What exactly is a Robot?
A Robot in Search engine optimization services terminology is a search engine software program which visits a page on a website and follows all the links of the website from that page and indexes some or all of the pages in the website.
Why do we need robots?
Everyday search engines receive hundreds of new website submissions. It is quite cumbersome and time consuming for a human to review the whole of the website and judge whether that particular website meets the search engine optimization standards and index the same. Here is where our friend robot comes into picture.
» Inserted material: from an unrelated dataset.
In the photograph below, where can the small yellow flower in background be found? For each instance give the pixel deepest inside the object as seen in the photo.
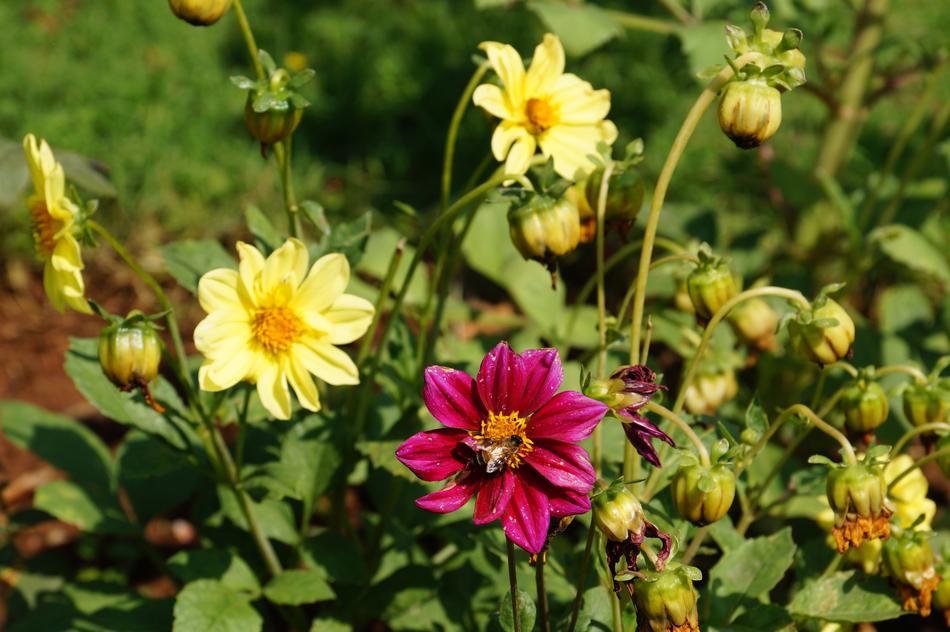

Robots are highly intelligent software programs which crawl the entire website, checking the relevancy, consistency and significance of the site thereby effectively indexing the website into the search engine database reducing the amount of time consumed per site. In this way a robot can quickly index more sites per day. Though a robot is not a very critical aspect of search engine optimization services technology, it is advisable to include it.
Controlling a Robot
Normally, a robot visits the home page of the site and follows the links present in the page, scanning each link and page. Sometimes we do not prefer a robot to index a particular page(s) in our site. For instance, you might want a series of pages to be viewed in sequence and would like to index only the page one. To achieve this, we have a special kind of Meta tag known as Robots Meta tag. The robots Meta tag is similar to other Meta tags and is placed in the head of the document. This tag dictates the robot which pages to be indexed, which pages not be indexed, which links should be followed and which links should not be followed.
A typical meta robots tag would resemble as follows - This blog is not allowing to post the meta robot tag.
The meta tag describes us that the robot should index the page visited but to not follow the links in the page.
The other most and significant part of controlling robots is the robots.txt file. The robots.txt file is used primarily to control areas or portions of the website by excluding those portions being visited by the robot. Whenever a robot visits a site, it first checks the robots.txt file.
The robots.txt file,
- is a text file created in notepad or any text editor
- should be placed in the top level directory or root of the website or server space
- should include all lower case letters
Through the robots.txt file we can,
- Exclude all robots from visiting the server
- Allow complete access to all robots
- Exclude robots from accessing a portion of the server
- Exclude a specific robot
- Exclude certain type of files from accessing by specifying the file extensions.
Finally, we can conclude that the robots.txt file basically acts as a filter thereby providing total control over the search engine robot.
While talking of robots I would like to mention the revisit tag. This tag is an important tag in the realm of search engine optimization services technology. The revisit tag tells the search engine the time duration after which it should visit your site again. If you change your site's contents frequently then your revisit time should be say a week else it can be higher. Your search engine rankings dip if the search engine visits you a second time and finds that the content has not been altered significantly. Though not all search engines honor the Revisit tag, it is advisable to include the tag. If you are keen on top search engine rankings use the revisit tag judiciously.